Também, para prevenir a violência doméstica e familiar contra a mulher e disseminar a Lei Maria da Penha e outros instrumentos de proteção aos direitos humanos das mulheres, deverão ser realizadas campanhas educativas, voltadas ao público escolar e à sociedade em geral. Aqui, inspirou-se o legislador no art. 8.o, e, da Convenção de Belém do Pará, que comina ao Estado a obrigação de “fomentar e apoiar programas de educação governamentais e do setor privado destinados a conscientizar o público sobre os problemas relacionados com a violência contra a mulher, os recursos jurídicos e a reparação correspondente”. Os currículos escolares de todos os níveis de ensino deverão destacar conteúdos relativos aos direitos humanos, à eqüidade de gênero e de raça/etnia e ao problema da violência doméstica e familiar contra a mulher.

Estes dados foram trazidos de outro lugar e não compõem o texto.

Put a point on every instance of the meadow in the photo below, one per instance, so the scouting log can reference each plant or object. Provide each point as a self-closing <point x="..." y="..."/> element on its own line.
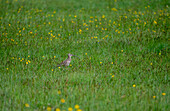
<point x="123" y="47"/>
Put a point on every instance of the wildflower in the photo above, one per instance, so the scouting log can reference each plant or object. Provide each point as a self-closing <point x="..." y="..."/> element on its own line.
<point x="114" y="9"/>
<point x="76" y="106"/>
<point x="155" y="22"/>
<point x="70" y="109"/>
<point x="59" y="92"/>
<point x="163" y="94"/>
<point x="57" y="109"/>
<point x="62" y="100"/>
<point x="27" y="105"/>
<point x="48" y="108"/>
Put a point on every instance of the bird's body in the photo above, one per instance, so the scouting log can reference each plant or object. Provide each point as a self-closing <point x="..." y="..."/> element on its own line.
<point x="67" y="61"/>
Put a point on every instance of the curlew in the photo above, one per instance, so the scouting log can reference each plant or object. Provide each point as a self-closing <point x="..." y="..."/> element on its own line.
<point x="67" y="61"/>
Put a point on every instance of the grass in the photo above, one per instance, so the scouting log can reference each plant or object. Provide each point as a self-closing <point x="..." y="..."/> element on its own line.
<point x="123" y="48"/>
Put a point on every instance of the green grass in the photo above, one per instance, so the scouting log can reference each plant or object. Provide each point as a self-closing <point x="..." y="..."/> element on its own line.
<point x="123" y="47"/>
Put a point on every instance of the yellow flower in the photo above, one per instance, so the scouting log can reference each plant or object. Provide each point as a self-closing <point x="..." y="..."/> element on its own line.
<point x="59" y="92"/>
<point x="57" y="109"/>
<point x="48" y="108"/>
<point x="70" y="109"/>
<point x="76" y="106"/>
<point x="27" y="105"/>
<point x="62" y="100"/>
<point x="163" y="94"/>
<point x="155" y="22"/>
<point x="114" y="9"/>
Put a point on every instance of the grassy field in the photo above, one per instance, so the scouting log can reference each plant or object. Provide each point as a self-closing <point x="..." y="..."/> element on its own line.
<point x="123" y="47"/>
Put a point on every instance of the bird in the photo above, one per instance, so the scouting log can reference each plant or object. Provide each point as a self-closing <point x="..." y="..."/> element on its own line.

No campo da educação, poderá ser criada disciplina própria ou inseridas noções de gênero, raça/etnia e direitos humanos em disciplinas de estudos sociais, além de utilizados outros mecanismos internos (como simpósios, palestras, cursos, entre outras atividades) que proporcionem o conhecimento da Constituição Federal (notadamente do art. 226, § 8.o), da

Convenção Sobre a Eliminação de Todas as Formas de Discriminação contra as Mulheres, da Convenção Interamericana para Prevenir, Punir e Erradicar a Violência Contra a Mulher e, especialmente, da Lei 11.340/2006. E tal conhecimento não deve ficar restrito ao ambiente escolar e acadêmico, devendo ser estendido à sociedade em geral, mediante programas educativos no rádio, TV, cinema, etc., patrocinados tanto pelo Poder Público como por particulares.

A lei exige que os agentes políticos, os servidores públicos e os militares sejam permanentemente capacitados quanto às questões de gênero e de raça/etnia, com vistas a compreender as condições peculiares das mulheres em situação de violência. Nas localidades onde não existam, deverão ser implantadas Delegacias de Atendimento à Mulher, sendo demandado que os policiais que exerçam suas atividades nessas delegacias, além de possuírem aptidão e sensibilidade para o atendimento da mulher em situação de violência, recebam treinamento específico para tanto. Isso tudo para evitar que a vítima sofra, além do fato punível em si, danos psíquicos, físicos, sociais e econômicos adicionais, gerados pelas reações formais e informais decorrentes do fato.